The bill passed through the House and the Senate’s Pensions and Labor Committee, despite weeks of boycotts by the Democrats.
Democrats have claimed Republicans tried to cram the bill through the Republican-controlled Senate, so that it would pass before the Super Bowl.
Wednesday, Senate Democrats spoke out against the bill before the final vote, and hundreds of unionists protested outside the Indiana Statehouse, vowing to continue their fight.
"We'll just have to vote these guys out,” said Ty Thomas, a union worker. “It just doesn't make any sense. They haven't explained very much to us.”
"And it's more than just the union workers and the construction workers, any middle class worker of Indiana is affected by this vote,” said Brandon Barber, Local 481.
The workers began to march in protest of the bill’s passage.
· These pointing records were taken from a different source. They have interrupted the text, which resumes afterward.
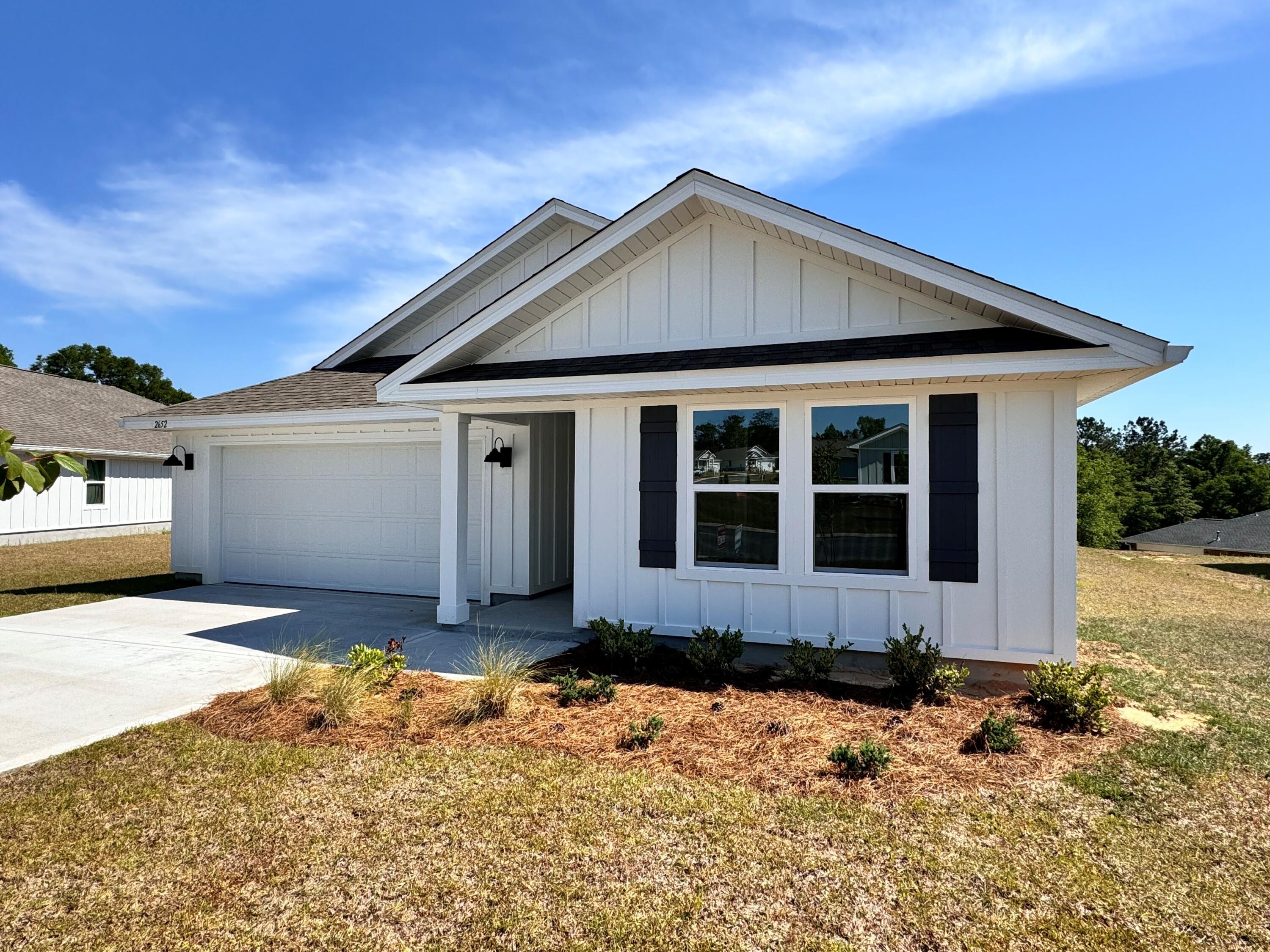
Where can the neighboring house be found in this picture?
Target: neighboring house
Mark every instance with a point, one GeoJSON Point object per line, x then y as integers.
{"type": "Point", "coordinates": [127, 490]}
{"type": "Point", "coordinates": [586, 347]}
{"type": "Point", "coordinates": [1245, 535]}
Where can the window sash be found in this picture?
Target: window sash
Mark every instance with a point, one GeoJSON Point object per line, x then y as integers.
{"type": "Point", "coordinates": [705, 488]}
{"type": "Point", "coordinates": [907, 489]}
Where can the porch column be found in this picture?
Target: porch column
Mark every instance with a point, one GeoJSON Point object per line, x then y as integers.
{"type": "Point", "coordinates": [453, 608]}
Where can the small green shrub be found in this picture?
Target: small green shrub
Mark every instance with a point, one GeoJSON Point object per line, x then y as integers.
{"type": "Point", "coordinates": [623, 645]}
{"type": "Point", "coordinates": [947, 682]}
{"type": "Point", "coordinates": [997, 735]}
{"type": "Point", "coordinates": [406, 706]}
{"type": "Point", "coordinates": [573, 691]}
{"type": "Point", "coordinates": [870, 761]}
{"type": "Point", "coordinates": [713, 653]}
{"type": "Point", "coordinates": [1068, 697]}
{"type": "Point", "coordinates": [917, 671]}
{"type": "Point", "coordinates": [383, 666]}
{"type": "Point", "coordinates": [806, 662]}
{"type": "Point", "coordinates": [502, 669]}
{"type": "Point", "coordinates": [342, 695]}
{"type": "Point", "coordinates": [641, 734]}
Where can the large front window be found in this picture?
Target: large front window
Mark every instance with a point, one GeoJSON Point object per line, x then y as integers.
{"type": "Point", "coordinates": [736, 488]}
{"type": "Point", "coordinates": [860, 488]}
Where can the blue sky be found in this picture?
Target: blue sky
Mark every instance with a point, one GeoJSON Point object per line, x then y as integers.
{"type": "Point", "coordinates": [234, 190]}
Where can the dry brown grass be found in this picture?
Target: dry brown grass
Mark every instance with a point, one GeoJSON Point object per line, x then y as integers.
{"type": "Point", "coordinates": [738, 744]}
{"type": "Point", "coordinates": [58, 574]}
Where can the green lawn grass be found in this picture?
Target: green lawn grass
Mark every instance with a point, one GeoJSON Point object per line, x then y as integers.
{"type": "Point", "coordinates": [172, 838]}
{"type": "Point", "coordinates": [56, 574]}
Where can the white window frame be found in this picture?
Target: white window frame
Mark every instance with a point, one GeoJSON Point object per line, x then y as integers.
{"type": "Point", "coordinates": [106, 473]}
{"type": "Point", "coordinates": [689, 567]}
{"type": "Point", "coordinates": [916, 464]}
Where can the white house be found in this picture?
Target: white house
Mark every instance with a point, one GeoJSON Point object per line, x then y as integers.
{"type": "Point", "coordinates": [592, 349]}
{"type": "Point", "coordinates": [127, 490]}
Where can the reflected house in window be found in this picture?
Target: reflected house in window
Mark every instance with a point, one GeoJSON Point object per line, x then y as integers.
{"type": "Point", "coordinates": [878, 460]}
{"type": "Point", "coordinates": [736, 464]}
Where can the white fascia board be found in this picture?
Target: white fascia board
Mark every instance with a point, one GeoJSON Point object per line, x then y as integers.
{"type": "Point", "coordinates": [1088, 360]}
{"type": "Point", "coordinates": [515, 234]}
{"type": "Point", "coordinates": [88, 451]}
{"type": "Point", "coordinates": [1044, 311]}
{"type": "Point", "coordinates": [298, 418]}
{"type": "Point", "coordinates": [599, 244]}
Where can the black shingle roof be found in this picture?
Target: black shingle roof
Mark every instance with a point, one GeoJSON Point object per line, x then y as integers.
{"type": "Point", "coordinates": [1246, 534]}
{"type": "Point", "coordinates": [977, 341]}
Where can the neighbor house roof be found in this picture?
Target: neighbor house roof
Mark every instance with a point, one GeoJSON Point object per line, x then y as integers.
{"type": "Point", "coordinates": [45, 412]}
{"type": "Point", "coordinates": [1245, 534]}
{"type": "Point", "coordinates": [347, 386]}
{"type": "Point", "coordinates": [976, 341]}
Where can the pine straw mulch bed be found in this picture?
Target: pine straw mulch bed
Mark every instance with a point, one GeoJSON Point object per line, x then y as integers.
{"type": "Point", "coordinates": [769, 737]}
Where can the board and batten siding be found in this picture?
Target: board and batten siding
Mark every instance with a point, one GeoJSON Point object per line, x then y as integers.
{"type": "Point", "coordinates": [1023, 607]}
{"type": "Point", "coordinates": [489, 290]}
{"type": "Point", "coordinates": [138, 493]}
{"type": "Point", "coordinates": [719, 283]}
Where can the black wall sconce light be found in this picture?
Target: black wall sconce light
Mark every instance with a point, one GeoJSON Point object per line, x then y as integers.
{"type": "Point", "coordinates": [188, 462]}
{"type": "Point", "coordinates": [500, 454]}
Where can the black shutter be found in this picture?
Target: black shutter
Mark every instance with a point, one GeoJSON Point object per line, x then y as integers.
{"type": "Point", "coordinates": [954, 424]}
{"type": "Point", "coordinates": [657, 511]}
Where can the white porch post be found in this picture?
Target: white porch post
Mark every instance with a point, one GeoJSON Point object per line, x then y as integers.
{"type": "Point", "coordinates": [453, 608]}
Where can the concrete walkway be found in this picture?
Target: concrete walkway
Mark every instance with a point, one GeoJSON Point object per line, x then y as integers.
{"type": "Point", "coordinates": [74, 676]}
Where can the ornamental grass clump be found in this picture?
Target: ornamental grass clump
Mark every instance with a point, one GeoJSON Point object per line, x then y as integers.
{"type": "Point", "coordinates": [571, 690]}
{"type": "Point", "coordinates": [623, 645]}
{"type": "Point", "coordinates": [291, 671]}
{"type": "Point", "coordinates": [872, 759]}
{"type": "Point", "coordinates": [1068, 697]}
{"type": "Point", "coordinates": [342, 695]}
{"type": "Point", "coordinates": [501, 671]}
{"type": "Point", "coordinates": [713, 653]}
{"type": "Point", "coordinates": [917, 671]}
{"type": "Point", "coordinates": [808, 663]}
Thousands of protesters marched down Capital Avenue, into Super Bowl Village and straight through Georgia Street.
Among the protesters, some saw this as a visible way to make their point. Others considered it a protest of the Super Bowl itself.
"We're walking through this area because we're pretty sure the NFL players union wouldn't want to play in a state that harbors such laws that are anti-worker,” said protester John Andrews.
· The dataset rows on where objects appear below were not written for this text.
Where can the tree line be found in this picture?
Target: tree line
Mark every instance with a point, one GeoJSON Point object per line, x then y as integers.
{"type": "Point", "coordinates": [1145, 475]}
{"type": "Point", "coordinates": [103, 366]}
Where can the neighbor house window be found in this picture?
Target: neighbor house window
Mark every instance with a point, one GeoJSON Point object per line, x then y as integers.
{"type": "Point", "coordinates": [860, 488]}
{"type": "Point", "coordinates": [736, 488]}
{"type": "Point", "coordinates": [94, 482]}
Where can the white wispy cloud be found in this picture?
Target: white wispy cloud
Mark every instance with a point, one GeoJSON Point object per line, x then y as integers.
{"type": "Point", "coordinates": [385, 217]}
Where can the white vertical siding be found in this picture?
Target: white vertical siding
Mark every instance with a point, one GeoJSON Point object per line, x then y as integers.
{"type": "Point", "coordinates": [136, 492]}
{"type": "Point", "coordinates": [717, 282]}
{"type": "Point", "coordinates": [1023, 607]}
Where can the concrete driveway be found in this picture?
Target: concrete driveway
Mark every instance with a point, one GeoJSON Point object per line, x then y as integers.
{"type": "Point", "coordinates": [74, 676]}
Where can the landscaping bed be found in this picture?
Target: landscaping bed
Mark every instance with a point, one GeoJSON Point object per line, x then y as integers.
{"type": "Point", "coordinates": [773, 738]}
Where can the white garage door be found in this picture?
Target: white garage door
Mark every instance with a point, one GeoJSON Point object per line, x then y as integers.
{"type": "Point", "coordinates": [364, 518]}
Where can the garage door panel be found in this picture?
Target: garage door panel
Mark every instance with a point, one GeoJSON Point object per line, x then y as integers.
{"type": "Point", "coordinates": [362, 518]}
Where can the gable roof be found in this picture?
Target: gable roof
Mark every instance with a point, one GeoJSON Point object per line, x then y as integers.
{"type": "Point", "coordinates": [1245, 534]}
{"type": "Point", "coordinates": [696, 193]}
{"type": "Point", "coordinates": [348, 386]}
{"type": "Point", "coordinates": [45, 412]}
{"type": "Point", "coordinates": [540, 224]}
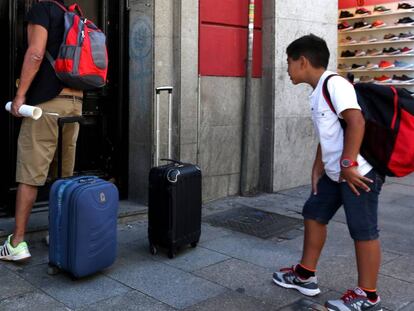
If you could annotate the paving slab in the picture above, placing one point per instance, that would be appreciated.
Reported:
(167, 284)
(232, 301)
(73, 293)
(33, 301)
(409, 307)
(252, 280)
(132, 301)
(264, 253)
(209, 233)
(12, 284)
(395, 294)
(192, 259)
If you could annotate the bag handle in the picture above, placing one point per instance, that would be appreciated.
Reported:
(76, 8)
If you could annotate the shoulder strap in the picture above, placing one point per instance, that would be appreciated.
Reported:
(57, 3)
(326, 94)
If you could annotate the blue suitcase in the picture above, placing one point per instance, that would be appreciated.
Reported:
(82, 225)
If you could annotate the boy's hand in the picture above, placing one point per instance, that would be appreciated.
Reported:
(355, 179)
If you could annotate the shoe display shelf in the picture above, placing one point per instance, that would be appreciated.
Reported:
(373, 38)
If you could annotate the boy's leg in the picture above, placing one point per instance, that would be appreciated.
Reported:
(362, 219)
(314, 240)
(318, 210)
(25, 198)
(368, 255)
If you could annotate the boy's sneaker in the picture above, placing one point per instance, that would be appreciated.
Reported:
(354, 300)
(10, 253)
(288, 278)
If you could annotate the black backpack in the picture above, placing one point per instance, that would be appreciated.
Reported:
(388, 143)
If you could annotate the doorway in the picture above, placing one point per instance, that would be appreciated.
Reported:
(102, 147)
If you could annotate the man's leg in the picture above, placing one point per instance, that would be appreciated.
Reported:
(368, 256)
(25, 198)
(314, 240)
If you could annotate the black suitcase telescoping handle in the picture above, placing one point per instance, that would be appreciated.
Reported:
(61, 122)
(158, 91)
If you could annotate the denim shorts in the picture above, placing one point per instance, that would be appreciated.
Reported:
(361, 211)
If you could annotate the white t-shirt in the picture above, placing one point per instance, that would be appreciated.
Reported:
(327, 125)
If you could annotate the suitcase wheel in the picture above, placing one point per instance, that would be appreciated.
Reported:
(153, 250)
(171, 254)
(52, 269)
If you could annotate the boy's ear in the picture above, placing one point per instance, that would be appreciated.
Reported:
(303, 62)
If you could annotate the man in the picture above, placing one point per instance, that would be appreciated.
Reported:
(37, 140)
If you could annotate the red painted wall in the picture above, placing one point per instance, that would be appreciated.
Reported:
(343, 4)
(223, 38)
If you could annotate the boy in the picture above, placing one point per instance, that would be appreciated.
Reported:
(340, 176)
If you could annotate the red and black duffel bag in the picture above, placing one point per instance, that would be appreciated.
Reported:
(388, 143)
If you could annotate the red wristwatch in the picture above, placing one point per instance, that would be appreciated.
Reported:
(347, 163)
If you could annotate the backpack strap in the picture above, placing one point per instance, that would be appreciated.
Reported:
(47, 54)
(328, 99)
(326, 94)
(57, 3)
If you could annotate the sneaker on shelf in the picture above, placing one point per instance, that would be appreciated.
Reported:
(405, 21)
(362, 25)
(10, 253)
(368, 39)
(406, 35)
(381, 9)
(374, 52)
(391, 37)
(348, 40)
(288, 278)
(347, 53)
(402, 79)
(357, 67)
(405, 6)
(403, 65)
(359, 53)
(407, 50)
(378, 24)
(345, 14)
(391, 51)
(383, 79)
(385, 64)
(344, 26)
(362, 11)
(366, 79)
(372, 66)
(344, 67)
(354, 300)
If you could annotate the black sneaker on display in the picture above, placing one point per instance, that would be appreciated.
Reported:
(405, 6)
(405, 21)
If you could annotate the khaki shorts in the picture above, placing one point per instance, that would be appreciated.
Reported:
(36, 147)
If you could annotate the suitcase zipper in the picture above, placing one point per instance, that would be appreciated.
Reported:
(72, 217)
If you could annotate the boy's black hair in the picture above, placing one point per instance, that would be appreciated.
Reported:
(312, 47)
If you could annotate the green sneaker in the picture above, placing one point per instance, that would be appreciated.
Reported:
(10, 253)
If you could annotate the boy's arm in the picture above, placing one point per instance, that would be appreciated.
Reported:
(353, 138)
(317, 170)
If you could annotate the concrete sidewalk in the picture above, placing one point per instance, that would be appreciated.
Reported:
(228, 270)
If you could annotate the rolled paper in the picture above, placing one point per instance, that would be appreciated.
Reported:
(27, 111)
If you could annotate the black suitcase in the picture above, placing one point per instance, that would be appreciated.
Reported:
(174, 204)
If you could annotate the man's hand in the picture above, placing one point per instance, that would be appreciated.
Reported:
(18, 101)
(355, 180)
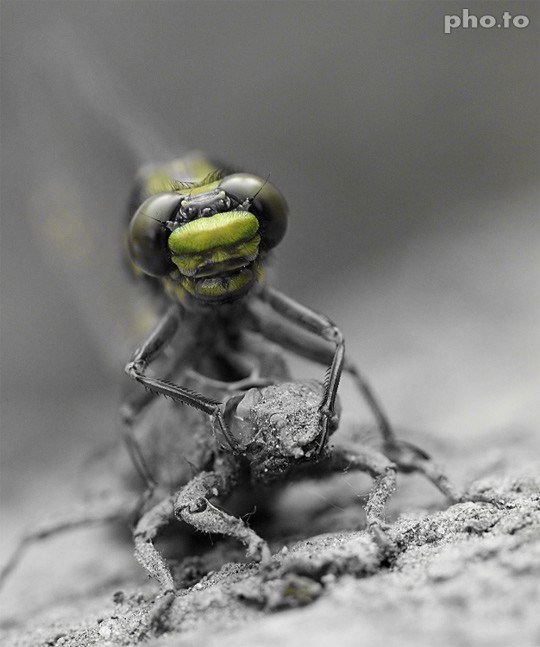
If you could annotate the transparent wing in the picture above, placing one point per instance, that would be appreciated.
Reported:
(83, 138)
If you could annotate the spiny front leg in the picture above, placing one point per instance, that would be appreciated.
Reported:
(325, 329)
(384, 473)
(192, 505)
(144, 535)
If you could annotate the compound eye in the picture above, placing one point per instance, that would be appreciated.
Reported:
(263, 200)
(148, 234)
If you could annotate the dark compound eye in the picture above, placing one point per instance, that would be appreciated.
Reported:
(263, 200)
(148, 234)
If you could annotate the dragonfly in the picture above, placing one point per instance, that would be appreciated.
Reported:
(199, 236)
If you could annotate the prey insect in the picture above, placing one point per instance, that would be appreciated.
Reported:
(198, 240)
(199, 237)
(189, 470)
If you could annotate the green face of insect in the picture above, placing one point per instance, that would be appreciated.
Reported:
(208, 243)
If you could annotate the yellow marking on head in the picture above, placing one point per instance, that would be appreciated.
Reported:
(221, 230)
(229, 258)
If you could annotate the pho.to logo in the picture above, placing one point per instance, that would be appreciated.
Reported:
(470, 21)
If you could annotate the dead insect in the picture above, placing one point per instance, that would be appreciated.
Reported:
(198, 238)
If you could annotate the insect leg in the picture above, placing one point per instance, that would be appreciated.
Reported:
(144, 535)
(384, 473)
(316, 350)
(321, 326)
(93, 512)
(151, 348)
(193, 506)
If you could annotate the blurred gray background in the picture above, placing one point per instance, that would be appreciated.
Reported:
(409, 159)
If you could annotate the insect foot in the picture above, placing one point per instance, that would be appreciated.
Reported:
(209, 518)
The march continued south by Lucas Oil Stadium, before looping back to the Statehouse.
Indiana now joins 22 other states with right-to-work laws.
Following the passage of the controversial legislation, thousands of unionists began to march through Super Bowl Village in protest of the bill.
Governor Daniels issued the following statement after signing the bill:
“Seven years of evidence and experience ultimately demonstrated that Indiana did need a right-to-work law to capture jobs for which, despite our highly rated business climate, we are not currently being considered.
“This law won’t be a magic answer but we’ll be far better off with it. I respect those who have objected but they have alarmed themselves unnecessarily: no one’s wages will go down, no one’s benefits will be reduced, and the right to organize and bargain collectively is untouched and intact.
“The only change will be a positive one. Indiana will improve still further its recently earned reputation as one of America’s best places to do business, and we will see more jobs and opportunity for our young people and for all those looking for a better life.”